In BIOSOLVE-II, the drug-eluting metal magnesium-based scaffold DREAMS 2G/Magmaris showed favourable safety outcomes at three years, with low TLF and TLR rates and absence of definite or probable scaffold thrombosis in a patient cohort with common risk characteristics for a first-in-man trial. There was no substantial increase in LLL from one to three years.

Acknowledgements

We thank Beatrix Doerr for her expert medical writing assistance, reimbursed by Biotronik AG.

Funding

This study was funded by Biotronik AG, Bülach, Switzerland.

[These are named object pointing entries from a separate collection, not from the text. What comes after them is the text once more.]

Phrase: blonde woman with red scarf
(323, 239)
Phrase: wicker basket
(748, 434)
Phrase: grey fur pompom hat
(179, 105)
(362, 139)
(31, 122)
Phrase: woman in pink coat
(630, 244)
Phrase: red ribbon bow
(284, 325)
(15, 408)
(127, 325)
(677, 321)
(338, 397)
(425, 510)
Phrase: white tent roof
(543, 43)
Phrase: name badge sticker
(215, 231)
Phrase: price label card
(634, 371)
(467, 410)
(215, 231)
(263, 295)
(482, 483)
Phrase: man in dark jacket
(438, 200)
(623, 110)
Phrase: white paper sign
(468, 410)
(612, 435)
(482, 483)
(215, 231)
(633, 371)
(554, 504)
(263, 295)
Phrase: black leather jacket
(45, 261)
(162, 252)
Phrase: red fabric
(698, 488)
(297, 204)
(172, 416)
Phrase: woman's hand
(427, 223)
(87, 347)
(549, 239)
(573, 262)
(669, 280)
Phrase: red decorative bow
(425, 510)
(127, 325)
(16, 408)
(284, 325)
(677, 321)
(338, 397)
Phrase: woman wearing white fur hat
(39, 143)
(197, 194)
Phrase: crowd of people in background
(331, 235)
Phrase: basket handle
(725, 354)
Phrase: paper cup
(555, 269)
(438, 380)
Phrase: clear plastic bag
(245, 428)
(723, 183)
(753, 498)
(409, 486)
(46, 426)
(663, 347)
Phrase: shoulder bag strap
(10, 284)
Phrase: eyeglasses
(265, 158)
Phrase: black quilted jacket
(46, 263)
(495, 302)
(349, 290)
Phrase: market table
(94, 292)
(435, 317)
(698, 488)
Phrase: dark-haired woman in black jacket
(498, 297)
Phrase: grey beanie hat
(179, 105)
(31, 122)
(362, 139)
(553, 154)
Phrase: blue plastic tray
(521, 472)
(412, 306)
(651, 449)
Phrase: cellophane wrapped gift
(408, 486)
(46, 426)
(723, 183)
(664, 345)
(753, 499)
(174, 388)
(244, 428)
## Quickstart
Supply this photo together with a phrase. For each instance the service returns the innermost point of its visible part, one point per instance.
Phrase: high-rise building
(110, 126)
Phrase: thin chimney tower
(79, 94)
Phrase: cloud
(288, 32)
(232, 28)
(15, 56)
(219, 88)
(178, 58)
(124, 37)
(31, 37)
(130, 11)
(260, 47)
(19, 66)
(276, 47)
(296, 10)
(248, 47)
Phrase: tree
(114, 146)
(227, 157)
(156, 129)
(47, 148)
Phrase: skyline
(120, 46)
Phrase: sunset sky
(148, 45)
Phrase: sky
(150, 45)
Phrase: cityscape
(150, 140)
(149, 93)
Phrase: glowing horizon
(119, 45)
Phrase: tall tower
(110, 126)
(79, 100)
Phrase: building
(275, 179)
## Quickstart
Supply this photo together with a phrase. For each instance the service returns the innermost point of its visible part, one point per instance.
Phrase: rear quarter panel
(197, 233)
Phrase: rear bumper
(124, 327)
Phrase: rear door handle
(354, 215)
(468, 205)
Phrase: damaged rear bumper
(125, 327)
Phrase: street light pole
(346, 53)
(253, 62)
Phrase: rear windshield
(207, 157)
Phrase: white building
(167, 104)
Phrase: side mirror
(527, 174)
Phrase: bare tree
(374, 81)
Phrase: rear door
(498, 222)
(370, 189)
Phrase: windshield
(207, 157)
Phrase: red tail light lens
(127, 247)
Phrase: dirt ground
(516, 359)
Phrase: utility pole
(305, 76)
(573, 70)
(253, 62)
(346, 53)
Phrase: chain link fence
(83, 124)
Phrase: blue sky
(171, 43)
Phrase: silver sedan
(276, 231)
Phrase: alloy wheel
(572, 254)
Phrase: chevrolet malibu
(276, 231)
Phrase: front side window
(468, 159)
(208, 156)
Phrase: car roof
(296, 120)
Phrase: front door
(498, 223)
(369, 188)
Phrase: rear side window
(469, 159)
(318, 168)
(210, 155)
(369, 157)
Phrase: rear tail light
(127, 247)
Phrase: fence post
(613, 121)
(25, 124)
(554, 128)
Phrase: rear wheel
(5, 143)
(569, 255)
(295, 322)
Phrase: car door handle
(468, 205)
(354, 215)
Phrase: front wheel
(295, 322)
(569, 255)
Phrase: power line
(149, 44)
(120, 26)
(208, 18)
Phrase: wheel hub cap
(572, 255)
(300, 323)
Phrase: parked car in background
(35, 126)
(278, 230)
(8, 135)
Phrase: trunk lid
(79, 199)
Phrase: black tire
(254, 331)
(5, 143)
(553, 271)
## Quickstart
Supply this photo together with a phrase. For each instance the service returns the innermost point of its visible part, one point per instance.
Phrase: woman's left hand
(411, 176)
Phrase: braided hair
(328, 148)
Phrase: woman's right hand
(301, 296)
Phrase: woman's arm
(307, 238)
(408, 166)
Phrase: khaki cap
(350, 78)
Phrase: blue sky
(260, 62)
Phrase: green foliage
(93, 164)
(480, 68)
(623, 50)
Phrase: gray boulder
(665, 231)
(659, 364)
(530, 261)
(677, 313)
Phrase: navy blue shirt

Conflict of interest statement

M. Haude reports study grants and personal fees from Biotronik, Abbott Vascular, Cardiac Dimensions, and Philips. E.H. Christiansen reports grants from Biotronik. R. Toelg reports personal fees from Biotronik and Abbott Vascular. P.A. Lemos reports grants from Biotronik. C. von Birgelen reports grants from Abbott Vascular, Biotronik, Boston Scientific, and Medtronic. W. Wijns reports institutional grants from Abbott Vascular, Biotronik, MicroPort and Terumo, is a co-founder of Argonauts Partners and Celyad, and receives speaker fees from Biotronik and MicroPort. F-J. Neumann reports grants from Biotronik, Edwards Lifesciences, Medtronic, Bayer Healthcare, Abbott Vascular, Novartis, Pfizer, GlaxoSmithKline, and Boston Scientific. E. Eeckhout reports speaker honoraria and research grants from Biotronik. H.M. Garcia-Garcia and R. Waksman report that MedStar was the core laboratory of the study, and R. Waksman reports grants and personal fees from Abbott Vascular, AstraZeneca, Biosensors, Biotronik, Boston Scientific, Chiesi, personal fees from Amgen, Corindus, Lifetech Medical, Medtronic, Philips Volcano, Pi-Cardia Ltd and CardioSet, is an investor of MedAlliance, and has received grants from Edwards Lifesciences. The other author has no conflicts of interest to declare.